Reporting issues & proposing changes
Before writing code, the GitHub issue tracker is the place to go.
- Search existing issues first. Open and closed. Somebody may already have filed the bug you hit, or be mid-discussion about the feature you're planning: github.com/midhunkrishna/shaktiman/issues.
- If an issue already exists, comment on it rather than opening a duplicate. Thread activity helps maintainers see what's being worked on.
- If nothing matches, open a new issue before starting anything non-trivial.
Getting alignment up front saves re-work.
- Bugs: repro steps, expected vs. actual behaviour, environment (OS, Go
version, backend combination from
Configuration → Backends, relevant lines from
.shaktiman/shaktimand.log). - Features: describe the user problem before the proposed solution — an issue that explains why is easier to review than a PR that assumes the "why" is obvious.
- Bugs: repro steps, expected vs. actual behaviour, environment (OS, Go
version, backend combination from
Configuration → Backends, relevant lines from
- Small fixes (typos, obvious one-line bugs, a missing nil check) can skip
straight to a PR. Link the issue or the observed behaviour in the PR
description with
Fixes #N/Closes #Nso the tracker stays tidy and the issue auto-closes on merge.
PR & review norms
- Tests required for new code. The team target is >90% coverage on changed lines; new features land with their tests in the same PR, not as a follow-up.
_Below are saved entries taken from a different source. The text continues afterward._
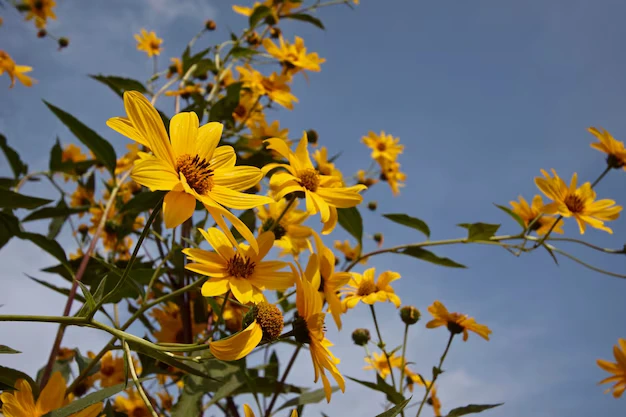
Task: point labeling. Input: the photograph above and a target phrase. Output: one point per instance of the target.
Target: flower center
(366, 288)
(196, 171)
(309, 179)
(239, 268)
(574, 203)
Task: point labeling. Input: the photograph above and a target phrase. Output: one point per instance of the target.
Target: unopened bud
(410, 315)
(361, 337)
(210, 25)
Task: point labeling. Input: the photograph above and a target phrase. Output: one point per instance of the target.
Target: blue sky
(482, 94)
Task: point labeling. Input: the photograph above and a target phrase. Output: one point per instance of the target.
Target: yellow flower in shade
(192, 167)
(456, 322)
(171, 324)
(617, 368)
(365, 288)
(15, 71)
(616, 154)
(241, 270)
(330, 280)
(275, 86)
(21, 403)
(291, 235)
(380, 364)
(390, 172)
(529, 213)
(132, 405)
(247, 411)
(40, 10)
(383, 146)
(176, 67)
(577, 202)
(294, 56)
(322, 192)
(349, 252)
(309, 325)
(148, 42)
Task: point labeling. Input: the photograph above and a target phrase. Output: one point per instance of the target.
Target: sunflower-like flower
(365, 288)
(383, 146)
(241, 270)
(617, 368)
(578, 202)
(323, 193)
(379, 363)
(614, 149)
(191, 167)
(15, 71)
(309, 325)
(528, 213)
(21, 403)
(148, 42)
(291, 235)
(456, 322)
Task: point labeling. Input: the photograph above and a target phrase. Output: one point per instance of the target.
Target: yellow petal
(236, 347)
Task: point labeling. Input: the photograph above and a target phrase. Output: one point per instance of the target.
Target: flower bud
(361, 337)
(410, 315)
(210, 25)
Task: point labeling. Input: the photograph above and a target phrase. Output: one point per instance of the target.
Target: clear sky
(483, 94)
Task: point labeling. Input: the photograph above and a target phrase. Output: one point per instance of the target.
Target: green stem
(435, 374)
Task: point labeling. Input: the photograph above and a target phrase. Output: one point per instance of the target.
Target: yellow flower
(617, 368)
(577, 202)
(40, 10)
(293, 56)
(322, 192)
(349, 252)
(148, 42)
(247, 411)
(133, 405)
(290, 234)
(191, 167)
(616, 154)
(383, 146)
(363, 288)
(330, 280)
(309, 325)
(455, 322)
(390, 172)
(529, 213)
(380, 364)
(275, 86)
(14, 71)
(242, 270)
(20, 403)
(171, 324)
(175, 68)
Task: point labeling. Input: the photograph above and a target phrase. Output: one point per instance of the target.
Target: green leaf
(306, 18)
(480, 231)
(12, 200)
(98, 145)
(395, 410)
(17, 166)
(87, 400)
(9, 376)
(258, 13)
(428, 256)
(120, 84)
(471, 409)
(308, 397)
(409, 221)
(511, 213)
(350, 219)
(6, 349)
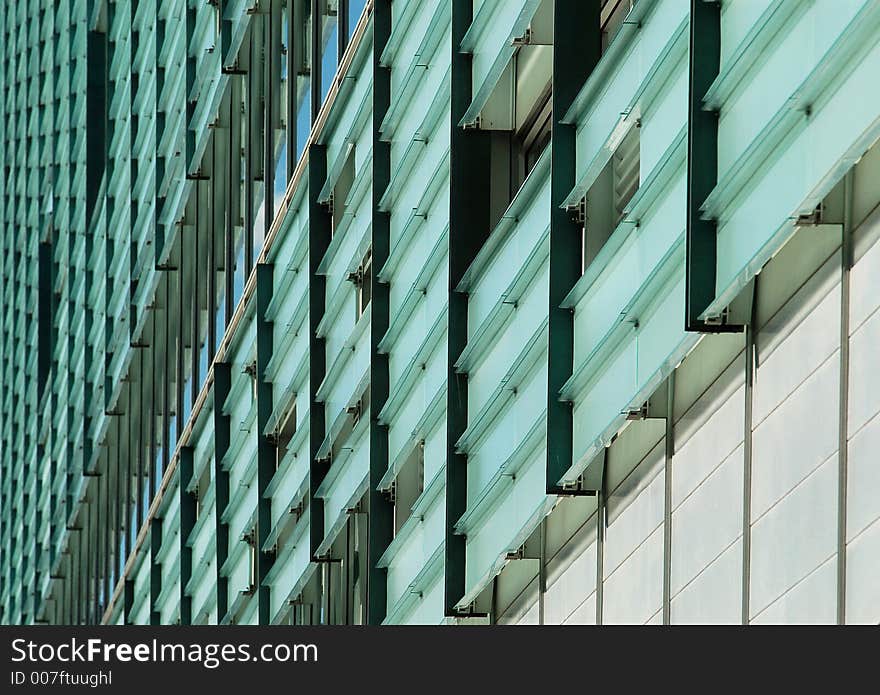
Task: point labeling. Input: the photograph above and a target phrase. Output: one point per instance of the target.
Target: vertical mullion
(222, 383)
(469, 197)
(266, 451)
(319, 240)
(577, 46)
(751, 366)
(381, 511)
(667, 499)
(846, 263)
(702, 160)
(187, 522)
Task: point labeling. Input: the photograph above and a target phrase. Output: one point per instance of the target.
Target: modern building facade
(441, 311)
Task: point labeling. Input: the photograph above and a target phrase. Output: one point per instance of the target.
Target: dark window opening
(604, 206)
(612, 16)
(362, 279)
(408, 486)
(339, 201)
(202, 487)
(284, 435)
(519, 113)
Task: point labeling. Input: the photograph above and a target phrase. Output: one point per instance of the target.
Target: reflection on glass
(303, 115)
(259, 228)
(355, 10)
(238, 279)
(329, 45)
(280, 173)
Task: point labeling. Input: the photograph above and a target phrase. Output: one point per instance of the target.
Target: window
(519, 112)
(202, 487)
(329, 48)
(408, 486)
(284, 435)
(339, 200)
(301, 69)
(355, 10)
(604, 206)
(362, 279)
(613, 14)
(251, 539)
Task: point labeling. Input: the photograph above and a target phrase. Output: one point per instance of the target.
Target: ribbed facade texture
(440, 311)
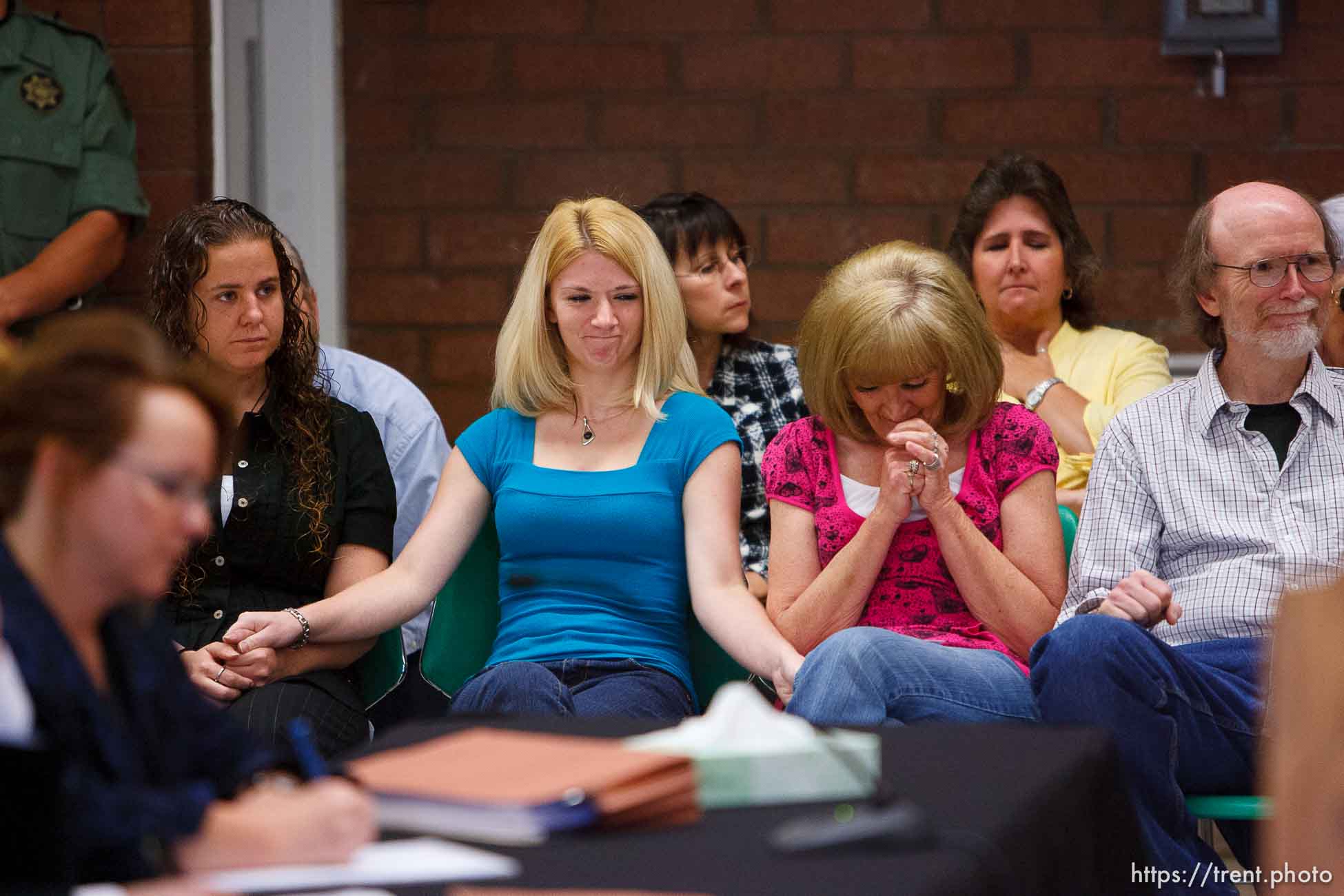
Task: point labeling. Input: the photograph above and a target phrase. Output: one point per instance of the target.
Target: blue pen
(311, 764)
- Don't skip pre-commit hooks (
--no-verify). If a hook fails, fix the underlying issue — the hook exists because the failure it catches used to ship. - Prefer new commits over
--amendon shared branches. Amending rewrites history that reviewers (and Cloudflare Pages PR previews) have already referenced. - Structural changes warrant an ADR. If you're changing an interface, swapping
a backend, or altering the enrichment pipeline's shape, add a new ADR under
docs/design/following the style of ADR-001..004. Cross-link it from the PR description; see the existing ADRs for how they're structured. - Commit messages are imperative and reasoned. The repo's recent
git logsets the bar — a single-line summary, then a body explaining the why of the change (not the what — the diff shows the what). The DEPLOY.md commit, the npm → pnpm migration, and the ADR-002 amendment are good examples. - One PR, one logical change. Keep refactors separate from feature work when possible. Reviewers can spot bugs faster in a focused diff.
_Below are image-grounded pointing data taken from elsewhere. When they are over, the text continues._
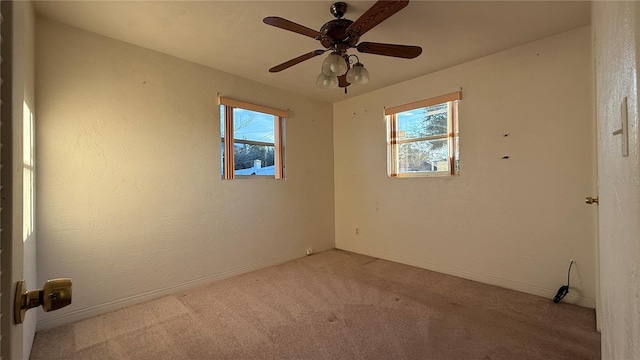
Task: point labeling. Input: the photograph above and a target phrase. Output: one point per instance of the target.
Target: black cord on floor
(564, 290)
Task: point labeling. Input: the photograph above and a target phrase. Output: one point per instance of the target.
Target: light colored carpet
(333, 305)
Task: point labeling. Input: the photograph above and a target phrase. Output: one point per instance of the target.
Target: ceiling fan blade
(379, 12)
(291, 26)
(294, 61)
(403, 51)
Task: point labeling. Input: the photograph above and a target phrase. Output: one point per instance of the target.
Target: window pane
(222, 139)
(254, 159)
(422, 122)
(424, 156)
(254, 126)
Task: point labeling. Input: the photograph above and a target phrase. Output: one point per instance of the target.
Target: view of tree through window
(424, 139)
(254, 141)
(430, 154)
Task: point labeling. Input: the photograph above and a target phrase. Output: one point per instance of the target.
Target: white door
(17, 174)
(616, 26)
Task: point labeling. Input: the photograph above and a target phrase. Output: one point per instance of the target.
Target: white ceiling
(230, 35)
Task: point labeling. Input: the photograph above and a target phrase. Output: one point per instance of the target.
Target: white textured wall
(514, 223)
(616, 27)
(130, 200)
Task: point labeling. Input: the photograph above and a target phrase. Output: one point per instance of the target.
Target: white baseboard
(491, 280)
(54, 320)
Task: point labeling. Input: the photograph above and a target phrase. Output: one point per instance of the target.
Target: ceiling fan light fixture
(358, 74)
(334, 65)
(327, 81)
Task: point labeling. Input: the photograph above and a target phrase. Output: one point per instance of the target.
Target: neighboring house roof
(267, 170)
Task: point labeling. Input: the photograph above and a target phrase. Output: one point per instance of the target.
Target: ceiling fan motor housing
(335, 33)
(338, 9)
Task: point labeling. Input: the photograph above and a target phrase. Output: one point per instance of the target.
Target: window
(422, 137)
(251, 140)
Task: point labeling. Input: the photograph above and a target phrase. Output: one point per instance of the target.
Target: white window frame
(452, 136)
(279, 117)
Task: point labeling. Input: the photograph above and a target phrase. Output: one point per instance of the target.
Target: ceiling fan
(342, 34)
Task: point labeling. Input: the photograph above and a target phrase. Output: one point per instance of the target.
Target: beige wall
(616, 29)
(131, 204)
(513, 223)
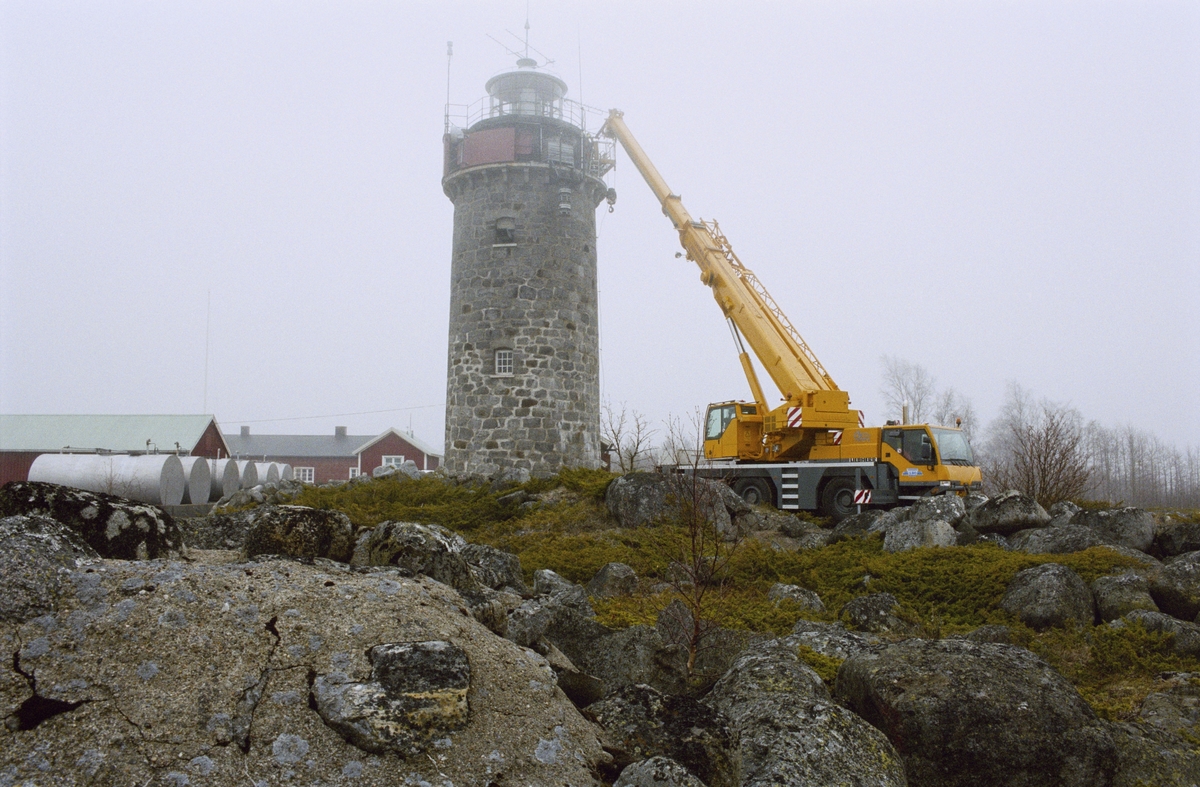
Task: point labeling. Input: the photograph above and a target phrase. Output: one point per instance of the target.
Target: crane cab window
(718, 420)
(917, 446)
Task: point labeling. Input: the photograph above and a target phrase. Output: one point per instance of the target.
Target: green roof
(107, 432)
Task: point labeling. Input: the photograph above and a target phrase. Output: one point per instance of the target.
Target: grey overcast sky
(997, 191)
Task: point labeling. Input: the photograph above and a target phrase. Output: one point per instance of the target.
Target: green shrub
(429, 500)
(1113, 667)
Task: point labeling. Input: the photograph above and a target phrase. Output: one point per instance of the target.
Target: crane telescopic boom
(810, 396)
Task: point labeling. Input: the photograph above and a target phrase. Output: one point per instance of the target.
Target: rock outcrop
(36, 557)
(1176, 587)
(978, 715)
(1006, 514)
(113, 527)
(1128, 527)
(148, 670)
(1049, 595)
(299, 532)
(1121, 594)
(792, 732)
(645, 499)
(641, 722)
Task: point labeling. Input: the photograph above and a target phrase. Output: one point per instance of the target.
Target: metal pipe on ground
(249, 472)
(199, 479)
(226, 478)
(268, 472)
(156, 479)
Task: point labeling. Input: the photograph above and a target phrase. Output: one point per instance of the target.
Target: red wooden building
(319, 458)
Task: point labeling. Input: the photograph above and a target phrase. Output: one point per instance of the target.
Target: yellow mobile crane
(811, 451)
Useful references while developing
- Architecture v3 — the shipped system's shape (with the status note marking drift since v3 was written).
- ADR index — ADR-001, ADR-002, ADR-003, ADR-004 — decisions you'll want context on before making structural changes.
- Known Limitations — issues that are designed, not bugs. Don't submit a PR "fixing" A12 without reading ADR-003.
- Troubleshooting — symptom → diagnosis map that doubles as a guide to where error paths live in code.